Right Brain: (and potato chips.)

Left Brain: AND POTATO CHIPS. Okay. Then we work.

Right Brain: Noooo, then we daydream!

Left Brain: We don’t have time to daydream. We have to write! Write, write, write.

Right Brain: Hey! Lefty! Check out that hot guy over there!!! WOW!

Left Brain: WHERE?!?


Right Brain: Made you look! You know what? Sometimes I wish I were Queen of the World. Then they would bring me all hot male actors on big platters. I could have a buffet of glistening man-entrees! Why doesn’t anyone ever bring me a man on a plate? I’ve been good!

Left Brain: I…what in the world are you talking about?

Right Brain: Do you think Santa could bring me men on plates?

Left Brain: No. I don’t. And we have to blog now. We should blog about…

Right Brain: Men on plates! And Santa.

Left Brain: NO. Let’s write about how much work we’ve been doing while being a live-in nanny this---

Right Brain: Oh, snore. We are NOT going to piss and moan about our workload. That's so boring, plus you do that all the time.

Left Brain: Well, all you’ve come up with is “Men on Plates” and "cookie dough with potato chips for lunch".

Right Brain: And Santa!

Left Brain: Yes. Exactly. Let us not forget Santa. You are making my point for me, thank you.

Right Brain: Hey, Captain Boring! Wanna know what I really like?
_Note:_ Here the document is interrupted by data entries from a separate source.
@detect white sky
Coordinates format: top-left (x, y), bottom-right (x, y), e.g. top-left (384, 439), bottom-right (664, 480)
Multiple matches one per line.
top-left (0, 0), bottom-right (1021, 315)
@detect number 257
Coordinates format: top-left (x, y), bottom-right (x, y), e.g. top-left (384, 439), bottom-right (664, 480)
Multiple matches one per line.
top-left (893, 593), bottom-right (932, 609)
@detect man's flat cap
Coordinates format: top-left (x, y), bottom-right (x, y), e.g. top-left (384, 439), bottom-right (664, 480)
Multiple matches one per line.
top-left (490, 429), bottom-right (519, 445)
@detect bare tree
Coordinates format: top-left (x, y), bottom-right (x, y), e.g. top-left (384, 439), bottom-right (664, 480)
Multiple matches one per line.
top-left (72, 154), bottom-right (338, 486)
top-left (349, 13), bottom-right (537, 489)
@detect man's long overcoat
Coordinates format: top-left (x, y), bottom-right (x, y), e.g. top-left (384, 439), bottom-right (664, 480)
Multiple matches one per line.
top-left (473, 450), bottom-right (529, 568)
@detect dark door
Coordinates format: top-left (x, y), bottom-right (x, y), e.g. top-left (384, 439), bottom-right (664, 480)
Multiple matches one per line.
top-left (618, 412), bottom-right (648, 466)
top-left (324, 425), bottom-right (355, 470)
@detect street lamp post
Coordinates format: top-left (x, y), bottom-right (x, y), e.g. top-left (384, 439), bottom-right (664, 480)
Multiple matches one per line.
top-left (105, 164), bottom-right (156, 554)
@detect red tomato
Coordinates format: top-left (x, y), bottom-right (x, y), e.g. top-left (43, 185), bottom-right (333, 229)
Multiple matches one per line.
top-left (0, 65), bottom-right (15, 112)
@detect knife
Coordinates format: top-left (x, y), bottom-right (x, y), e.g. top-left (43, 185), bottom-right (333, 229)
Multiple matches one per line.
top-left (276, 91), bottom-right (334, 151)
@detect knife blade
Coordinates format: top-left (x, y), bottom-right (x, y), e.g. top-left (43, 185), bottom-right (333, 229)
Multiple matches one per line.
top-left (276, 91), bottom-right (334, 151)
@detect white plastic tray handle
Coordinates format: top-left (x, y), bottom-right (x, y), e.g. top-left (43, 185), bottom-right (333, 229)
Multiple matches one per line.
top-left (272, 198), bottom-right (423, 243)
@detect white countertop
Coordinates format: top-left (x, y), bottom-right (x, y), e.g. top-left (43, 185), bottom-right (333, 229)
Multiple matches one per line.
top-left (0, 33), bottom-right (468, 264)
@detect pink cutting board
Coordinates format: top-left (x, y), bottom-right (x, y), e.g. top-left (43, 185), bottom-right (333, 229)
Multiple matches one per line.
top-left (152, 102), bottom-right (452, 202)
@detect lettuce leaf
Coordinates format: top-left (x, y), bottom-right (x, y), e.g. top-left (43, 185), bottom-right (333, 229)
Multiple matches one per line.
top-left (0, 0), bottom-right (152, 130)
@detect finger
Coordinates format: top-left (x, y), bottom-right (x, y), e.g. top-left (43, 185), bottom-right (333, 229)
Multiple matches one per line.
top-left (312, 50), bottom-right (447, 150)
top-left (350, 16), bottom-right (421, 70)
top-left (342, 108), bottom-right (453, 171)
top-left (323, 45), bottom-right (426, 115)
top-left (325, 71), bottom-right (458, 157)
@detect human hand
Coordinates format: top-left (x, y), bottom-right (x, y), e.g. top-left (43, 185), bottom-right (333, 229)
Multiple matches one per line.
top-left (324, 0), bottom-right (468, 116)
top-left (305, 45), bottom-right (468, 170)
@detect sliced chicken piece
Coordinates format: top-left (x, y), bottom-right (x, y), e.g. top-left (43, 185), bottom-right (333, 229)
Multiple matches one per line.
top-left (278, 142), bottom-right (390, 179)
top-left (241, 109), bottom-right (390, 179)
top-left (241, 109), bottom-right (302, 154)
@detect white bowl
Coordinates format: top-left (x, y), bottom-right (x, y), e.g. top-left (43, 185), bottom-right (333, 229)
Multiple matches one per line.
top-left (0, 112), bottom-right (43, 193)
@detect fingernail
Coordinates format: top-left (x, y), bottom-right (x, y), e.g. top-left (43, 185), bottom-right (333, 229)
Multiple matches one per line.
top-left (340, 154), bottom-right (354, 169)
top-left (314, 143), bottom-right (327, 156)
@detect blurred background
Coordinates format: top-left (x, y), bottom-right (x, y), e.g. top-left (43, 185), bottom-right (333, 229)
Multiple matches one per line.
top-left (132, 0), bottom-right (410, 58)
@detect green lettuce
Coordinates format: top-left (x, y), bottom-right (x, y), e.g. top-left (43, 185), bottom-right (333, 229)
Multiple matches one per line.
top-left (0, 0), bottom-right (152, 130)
That song from Friends.

Left Brain: No, you don’t.

Right Brain: Oh, indeed I DO. And I shall start singing it right now, until you agree to not blog about how busy you are.

Left Brain: Oh, please…please, don’t do that.

Right Brain: So no one told you life was gonna be this way CLAP! CLAP! CLAP! CLAP!

Left Brain:
La, la, la, la! I can't hear you!!!!!

Right Brain: Your job's a joke, you're broke, your love life's D.O.AAAAAAAAAAAAAAAAAAA

Left Brain: JESUS, MARY AND JOSPEH! Will you PLEASE SHUT UP?!?

Right Brain: (humming).

Left Brain: Great, thank you.Now I’m singing it. I wonder if it is possible to plan a stroke. To plan a stroke that only affects the RIGHT SIDE OF ONE’S BRAIN.

Right Brain: Oh, let’s not fight. Let’s cuddle.

Left Brain: I don’t WANT to cuddle. I WANT to update the blog, find a full-time job, find a place to live, baby-sit the kids and then do some laundry.... OF MY OWN!

Right Brain: Oooo! Oooo! Maybe if we go to SMF's apartment he'll do our laundry...dressed only in his boxers! That could be fun!

Left Brain: Ugh. NO! I have things to do.....but I DO need to do laundry. Plus, we'd get to cross something off the To-Do List. You know how much I like doing that...

Right Brain: Exactly!!! Then after the shower we can have him get on a big platter and....

Left Brain: STOP IT!!!! I'm not going to his place. We have WAAAAAAAAAAAY too much to do. We certainly do not have time to daydream about SMF on a platter....

Right Brain: Fine, be that way. How 'bout we just go over there and canoodle with SMF?

Left Brain: …well, he does need some canoodling.

Right Brain: And he’s just sitting there all snuggly, wuggly looking....

Left Brain: I HATE YOU.

Right Brain: Do not. I sparkle!

Left Brain: (sob.)

Right Brain: Oh, come on now! Come on, what do you want to do? Do you want to update the blog? Will that make you happy?

Left Brain: No.

Right Brain: Do you want to daydream about men on platters?

Left Brain: NO!

Right Brain: Okay, okay. Do you want to play solitaire?

Left Brain: I…sort of.

Right Brain: Well, okay! THERE WE GO, LITTLE CAMPER. You go play some solitaire, with all that logical, deductive reasoning of yours.

Left Brain: (sniff). Okay. What are you going to do?

Right Brain: Think about Josh Hartnett on a really big platter......doing my laundry in his boxers.

Left Brain: Is that all?

Right Brain: Well, how 'bout I update the blog too?

Left Brain: But…you? Nobody will ever come back! If you write it, they’ll see the innermost workings of Cassie’s brain, and they’ll all run away, screaming.

Right Brain: Oh, hush. It’s better than blank, right?

Left Brain: I mean…yeah. Okay, you’re right. Just…

Right Brain: Yeah?

Left Brain: Promise not to mention the men on platters.